Firstly, we carried out a qualitative review to evaluate the effectiveness of cue-dependent planning intervention to increase health-related behaviours. We included 329 studies with experimental and prospective designs that measured or evaluated the effect of cue-dependent plans (e.g. implementation intention, action planning, coping planning) on health-related behaviours, among general, clinical and student population. The qualitative analysis revealed for instance that implementation intentions were used in majority, even if the if-then format was not systematically adopted. However, we noticed confusion between the terminologies of the plans and the theories. A quantitative review will be realised to evaluate the effect size and the moderators that could magnify or diminish the effects of cue-dependent planning interventions on health-related behaviours.
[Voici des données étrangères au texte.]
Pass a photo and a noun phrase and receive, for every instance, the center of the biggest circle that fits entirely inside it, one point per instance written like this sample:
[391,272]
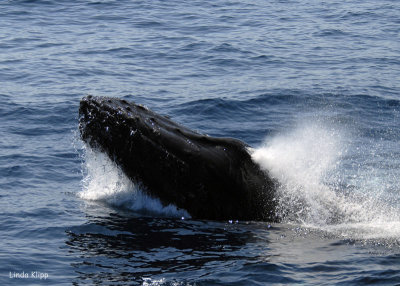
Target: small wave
[105,182]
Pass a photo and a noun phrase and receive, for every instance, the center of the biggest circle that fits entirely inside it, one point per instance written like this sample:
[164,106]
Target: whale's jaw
[211,178]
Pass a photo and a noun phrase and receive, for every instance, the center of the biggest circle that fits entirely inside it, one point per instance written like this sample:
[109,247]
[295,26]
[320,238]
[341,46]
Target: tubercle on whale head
[212,178]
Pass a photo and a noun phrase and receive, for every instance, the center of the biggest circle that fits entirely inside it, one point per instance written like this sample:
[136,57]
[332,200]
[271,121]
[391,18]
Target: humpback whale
[211,178]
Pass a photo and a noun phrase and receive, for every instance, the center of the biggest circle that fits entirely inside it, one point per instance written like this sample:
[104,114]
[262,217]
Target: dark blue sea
[312,86]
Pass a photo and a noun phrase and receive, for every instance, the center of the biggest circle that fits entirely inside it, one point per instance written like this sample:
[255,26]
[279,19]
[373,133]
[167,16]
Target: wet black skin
[211,178]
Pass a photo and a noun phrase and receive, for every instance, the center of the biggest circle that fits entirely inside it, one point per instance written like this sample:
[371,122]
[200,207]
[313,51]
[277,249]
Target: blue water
[313,86]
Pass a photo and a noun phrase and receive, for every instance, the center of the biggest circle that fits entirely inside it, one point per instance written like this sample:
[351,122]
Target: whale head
[211,178]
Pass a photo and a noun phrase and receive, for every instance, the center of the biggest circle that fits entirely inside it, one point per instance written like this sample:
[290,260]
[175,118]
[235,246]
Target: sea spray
[104,181]
[310,162]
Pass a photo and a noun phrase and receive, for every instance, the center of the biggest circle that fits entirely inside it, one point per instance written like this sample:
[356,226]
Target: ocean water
[312,86]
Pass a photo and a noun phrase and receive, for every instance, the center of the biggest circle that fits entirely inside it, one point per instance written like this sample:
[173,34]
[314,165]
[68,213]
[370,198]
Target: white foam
[309,161]
[104,181]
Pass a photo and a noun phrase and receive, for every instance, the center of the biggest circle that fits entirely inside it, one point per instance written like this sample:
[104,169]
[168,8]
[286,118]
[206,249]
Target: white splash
[104,181]
[308,162]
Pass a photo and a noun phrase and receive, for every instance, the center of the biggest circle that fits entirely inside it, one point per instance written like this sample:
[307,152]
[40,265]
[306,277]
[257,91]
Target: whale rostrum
[211,178]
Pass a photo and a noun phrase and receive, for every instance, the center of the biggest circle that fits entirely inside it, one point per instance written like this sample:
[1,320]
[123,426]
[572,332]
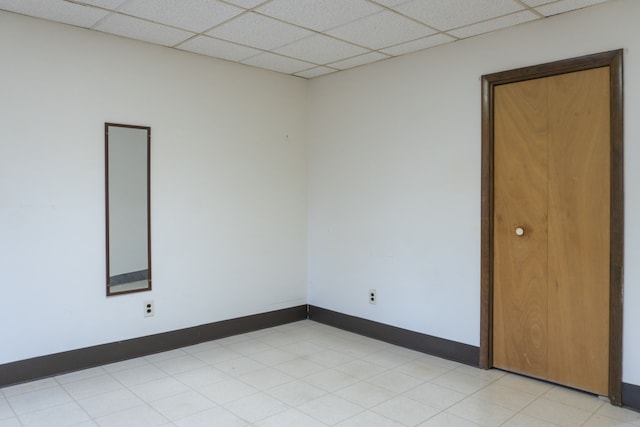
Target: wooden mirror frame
[109,290]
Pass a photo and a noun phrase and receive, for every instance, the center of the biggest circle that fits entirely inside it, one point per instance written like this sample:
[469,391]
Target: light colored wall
[228,187]
[395,175]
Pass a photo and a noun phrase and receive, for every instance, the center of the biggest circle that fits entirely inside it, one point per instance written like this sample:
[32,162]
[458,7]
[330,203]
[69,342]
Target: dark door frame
[613,60]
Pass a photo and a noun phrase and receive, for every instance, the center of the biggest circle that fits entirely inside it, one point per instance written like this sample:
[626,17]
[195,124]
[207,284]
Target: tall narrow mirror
[127,161]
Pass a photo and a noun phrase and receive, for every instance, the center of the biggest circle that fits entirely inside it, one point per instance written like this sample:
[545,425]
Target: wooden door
[551,225]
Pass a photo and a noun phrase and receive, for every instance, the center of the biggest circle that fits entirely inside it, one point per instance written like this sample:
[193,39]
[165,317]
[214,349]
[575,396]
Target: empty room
[319,212]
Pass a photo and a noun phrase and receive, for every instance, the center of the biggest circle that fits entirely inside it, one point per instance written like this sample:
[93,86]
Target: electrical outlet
[148,309]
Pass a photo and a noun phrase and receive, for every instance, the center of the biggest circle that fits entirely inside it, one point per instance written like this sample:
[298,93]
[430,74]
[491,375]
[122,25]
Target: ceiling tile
[565,6]
[247,4]
[319,15]
[535,2]
[447,14]
[138,29]
[320,49]
[259,31]
[391,3]
[367,58]
[494,24]
[278,63]
[56,10]
[413,46]
[218,48]
[107,4]
[381,30]
[191,15]
[315,72]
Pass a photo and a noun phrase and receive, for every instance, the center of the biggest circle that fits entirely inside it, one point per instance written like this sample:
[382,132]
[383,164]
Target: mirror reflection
[127,201]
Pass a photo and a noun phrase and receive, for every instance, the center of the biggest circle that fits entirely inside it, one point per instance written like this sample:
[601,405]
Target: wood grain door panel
[520,200]
[552,179]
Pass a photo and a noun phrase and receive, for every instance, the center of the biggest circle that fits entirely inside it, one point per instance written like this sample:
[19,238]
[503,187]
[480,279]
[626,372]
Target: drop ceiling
[304,38]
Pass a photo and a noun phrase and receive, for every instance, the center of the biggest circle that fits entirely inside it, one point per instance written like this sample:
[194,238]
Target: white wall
[395,175]
[228,187]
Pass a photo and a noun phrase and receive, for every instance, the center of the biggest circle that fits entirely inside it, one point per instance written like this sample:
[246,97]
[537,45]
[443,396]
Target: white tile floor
[300,374]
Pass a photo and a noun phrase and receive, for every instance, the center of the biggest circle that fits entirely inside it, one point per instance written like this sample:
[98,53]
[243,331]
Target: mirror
[127,161]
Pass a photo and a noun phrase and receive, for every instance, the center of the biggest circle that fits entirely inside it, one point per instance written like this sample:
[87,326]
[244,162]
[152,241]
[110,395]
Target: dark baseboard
[435,346]
[631,396]
[73,360]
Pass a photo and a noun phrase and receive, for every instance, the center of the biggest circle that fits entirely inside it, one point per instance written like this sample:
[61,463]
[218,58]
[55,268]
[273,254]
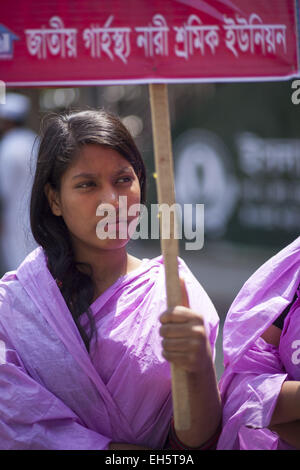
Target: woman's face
[98,177]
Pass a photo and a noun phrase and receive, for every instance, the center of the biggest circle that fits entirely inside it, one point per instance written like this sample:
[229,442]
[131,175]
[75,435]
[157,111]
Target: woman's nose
[109,195]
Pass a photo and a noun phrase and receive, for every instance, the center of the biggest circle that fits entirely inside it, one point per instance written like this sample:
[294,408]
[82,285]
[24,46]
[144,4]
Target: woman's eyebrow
[94,175]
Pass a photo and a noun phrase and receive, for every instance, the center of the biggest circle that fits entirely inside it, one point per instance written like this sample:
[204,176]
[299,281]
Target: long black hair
[62,136]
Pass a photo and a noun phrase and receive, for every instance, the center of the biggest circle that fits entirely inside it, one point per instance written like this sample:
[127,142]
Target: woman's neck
[108,266]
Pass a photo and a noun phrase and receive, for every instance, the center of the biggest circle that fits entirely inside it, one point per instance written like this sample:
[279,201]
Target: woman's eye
[86,185]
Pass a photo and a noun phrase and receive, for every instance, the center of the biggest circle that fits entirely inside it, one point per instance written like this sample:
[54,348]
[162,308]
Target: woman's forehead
[97,158]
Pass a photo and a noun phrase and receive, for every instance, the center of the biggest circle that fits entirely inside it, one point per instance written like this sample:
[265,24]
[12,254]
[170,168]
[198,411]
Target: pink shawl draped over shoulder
[254,371]
[56,395]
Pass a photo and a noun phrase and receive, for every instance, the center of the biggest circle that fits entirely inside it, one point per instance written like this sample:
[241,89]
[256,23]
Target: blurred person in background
[16,155]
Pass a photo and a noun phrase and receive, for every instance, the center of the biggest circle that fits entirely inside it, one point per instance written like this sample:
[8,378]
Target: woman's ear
[53,199]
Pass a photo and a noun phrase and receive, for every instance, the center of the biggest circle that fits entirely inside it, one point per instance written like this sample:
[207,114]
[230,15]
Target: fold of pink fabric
[255,370]
[56,395]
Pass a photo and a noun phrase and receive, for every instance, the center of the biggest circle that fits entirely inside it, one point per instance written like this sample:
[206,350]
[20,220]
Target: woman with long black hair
[85,337]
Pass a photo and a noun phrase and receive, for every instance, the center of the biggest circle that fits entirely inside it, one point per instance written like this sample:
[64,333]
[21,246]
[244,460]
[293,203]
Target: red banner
[75,42]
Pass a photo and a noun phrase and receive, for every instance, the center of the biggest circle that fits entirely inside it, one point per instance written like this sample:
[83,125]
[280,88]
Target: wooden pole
[169,246]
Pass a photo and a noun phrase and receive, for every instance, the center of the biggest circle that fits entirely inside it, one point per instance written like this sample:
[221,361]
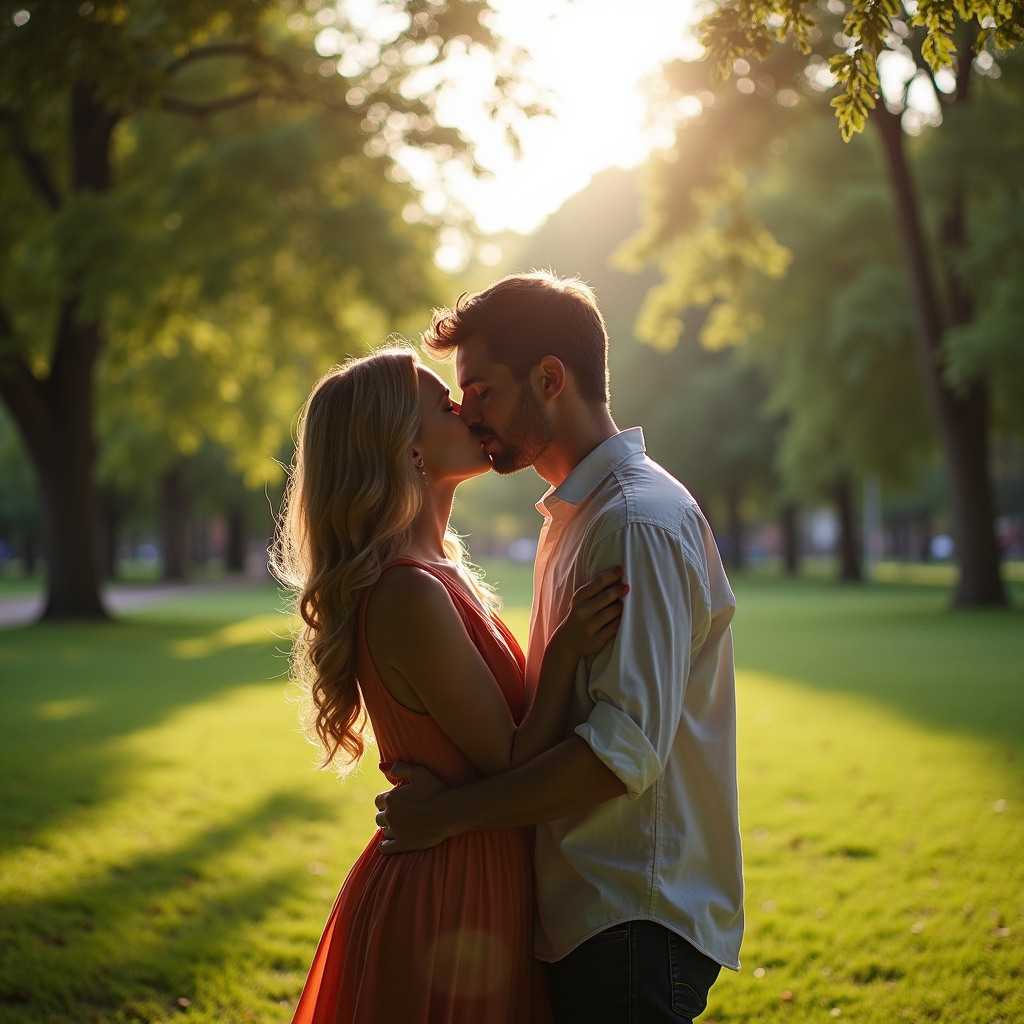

Secondly, we presented two studies that tested the effectiveness of cue-dependent planning interventions on physical activity, which was the most represented health outcome in cue-dependent planning interventions, according to our review. Motivational (mental simulation) and volitional (implementation intention) interventions were combined to promote physical activity participation. The first study, adopting a cluster randomised controlled trial design among students, did not show any significant effect neither of the mental simulation plus implementation intention intervention, nor of the implementation intention intervention compared to the control condition. The second study adopted a more rigorous methodology with a full-factorial randomised controlled design, with a larger sample and objective measures of physical activity (attendance to gym centre). Nevertheless, the study revealed no statistically significant main or interactive effects of the mental simulation and implementation intention conditions on physical activity outcomes. Findings were not in line with previous research that showed effects of cue-dependent plans to promote physical activity. This adds to the necessity of identifying the moderators of these interventions in health behaviours.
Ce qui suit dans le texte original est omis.